I watched television to improve my listening skills. Starsky and Hutch became favorite English teachers. With the help of an English-speaking family friend, I got a job selling the San Francisco Examiner, though I didn’t know what the word examiner meant. I sold the most copies on Aug. 16, 1977, the day Elvis Presley died. A man asked me whether the news was true, and I said yes. My English was getting better.

I absorbed English gradually, almost subconsciously. I knew progress was coming when I could read numbers in English without pausing. But when a teacher gave me a copy of Jack London’s “Call of the Wild” to read over one Christmas vacation, I couldn’t finish it. It was too difficult; I had trouble with the perfect tenses and the vocabulary.

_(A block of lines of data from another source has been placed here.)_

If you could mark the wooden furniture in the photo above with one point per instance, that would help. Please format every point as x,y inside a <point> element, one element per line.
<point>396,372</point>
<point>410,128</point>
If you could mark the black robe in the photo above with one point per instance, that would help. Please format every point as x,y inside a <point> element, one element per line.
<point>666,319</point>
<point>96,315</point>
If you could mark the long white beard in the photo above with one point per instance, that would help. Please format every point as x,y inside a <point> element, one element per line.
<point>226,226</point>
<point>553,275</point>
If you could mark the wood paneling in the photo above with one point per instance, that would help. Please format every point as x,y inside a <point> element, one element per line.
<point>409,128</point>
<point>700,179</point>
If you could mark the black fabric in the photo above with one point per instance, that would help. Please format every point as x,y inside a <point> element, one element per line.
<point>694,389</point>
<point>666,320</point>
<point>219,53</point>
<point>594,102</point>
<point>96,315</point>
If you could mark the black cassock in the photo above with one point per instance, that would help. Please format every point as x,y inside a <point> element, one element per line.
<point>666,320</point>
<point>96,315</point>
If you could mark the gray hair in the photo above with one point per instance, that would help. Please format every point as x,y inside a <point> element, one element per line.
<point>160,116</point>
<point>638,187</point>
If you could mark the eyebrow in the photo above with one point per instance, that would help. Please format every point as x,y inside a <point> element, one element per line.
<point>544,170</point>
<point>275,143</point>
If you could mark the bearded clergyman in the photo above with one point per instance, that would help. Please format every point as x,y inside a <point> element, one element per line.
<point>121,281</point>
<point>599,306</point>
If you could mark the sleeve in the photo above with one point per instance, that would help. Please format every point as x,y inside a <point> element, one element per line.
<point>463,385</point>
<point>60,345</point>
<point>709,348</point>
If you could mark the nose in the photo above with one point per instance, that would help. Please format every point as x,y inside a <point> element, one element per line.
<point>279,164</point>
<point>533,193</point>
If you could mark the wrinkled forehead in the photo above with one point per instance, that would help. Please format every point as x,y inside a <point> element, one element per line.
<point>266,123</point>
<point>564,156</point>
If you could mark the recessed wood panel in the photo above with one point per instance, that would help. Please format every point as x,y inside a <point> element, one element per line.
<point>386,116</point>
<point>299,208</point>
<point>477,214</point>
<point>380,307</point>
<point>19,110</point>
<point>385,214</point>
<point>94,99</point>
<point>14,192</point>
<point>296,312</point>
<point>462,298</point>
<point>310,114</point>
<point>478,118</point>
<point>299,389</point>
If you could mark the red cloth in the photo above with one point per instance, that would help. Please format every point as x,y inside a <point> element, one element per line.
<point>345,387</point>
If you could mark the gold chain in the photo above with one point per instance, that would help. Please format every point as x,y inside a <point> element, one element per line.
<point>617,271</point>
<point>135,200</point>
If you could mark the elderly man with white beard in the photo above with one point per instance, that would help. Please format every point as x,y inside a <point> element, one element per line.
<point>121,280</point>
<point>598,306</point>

Years ago in Vietnam, I read “The Old Man and the Sea” in Vietnamese. My teacher tried in vain to explain to his young pupils that it was more than a story about a fisherman, a marlin and a baseball player. A few summers ago, while vacationing in Portland, Me., I bought a first edition of the Hemingway book in a used-book store. I thought of the teacher and the changes that had occurred since I first read the novella.

English was no longer a foreign tongue. The language has soared in its grandeur and poetry. But it has lost some of the magic of newness, its mystery. I lost the wide-eyed curiosity of a visitor. America is home. It is no longer the inscrutable West.